The familiar image of the scales of justice comes to mind. The distinguishing characteristic of the scales is that the two sides are perfectly balanced. On such a scale, balance is achieved when the weights on each side are exactly the same. But does that mean that the objects or substances on each side are necessarily identical? Different objects or substances may have the same weight or value, but still be different. Similarly, two different philosophies about how to find solutions for problems, or two different value systems, may be good, but different. Where people’s value systems are different, if they are to live peaceably together, some sort of balance between them must be maintained.
The architects of our form of government recognized that if tyranny is to be avoided, one group of people must not get too much power. In their effort to achieve balance and fairness, they created the three branches of government with which we are familiar. Granted, they themselves often fell short of the ideals of equality and democracy for which they strived. But the principles for which they stood are good ones.
If we are to live together in harmony, we must have balance between the government and private sector, balance between labor and management, balance between the rights of the various racial, ethnic and religious groups.
But three branches of government are not enough to insure that fairness will prevail. If we are to live together in harmony, we must have balance between the government and private sector, balance between labor and management, balance between the rights of the various racial, ethnic and religious groups. Otherwise, as has happened in the past, one special interest group can control all three branches of government. The opposing political parties help to insure that balance.

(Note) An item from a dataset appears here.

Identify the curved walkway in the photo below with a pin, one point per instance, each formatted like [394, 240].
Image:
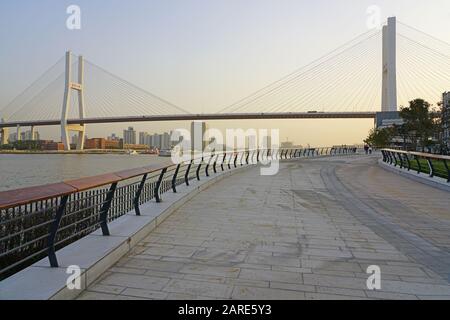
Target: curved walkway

All of us need a corrective to our perspectives from time to time. I am reminded of the tiny lemmings, rodents who will follow the herd over a cliff to their deaths. When we constantly hear one point-of-view all the time, we are in danger of becoming like the lemmings. Extremism in any cause is dangerous. As much as we prefer not to hear opinions that conflict with our own biases, we need to hear them. We are all Americans. If we are to find the most optimum compromise between safety and freedom for all, we must reach out to each other across political boundaries, and all the other boundaries that divide us.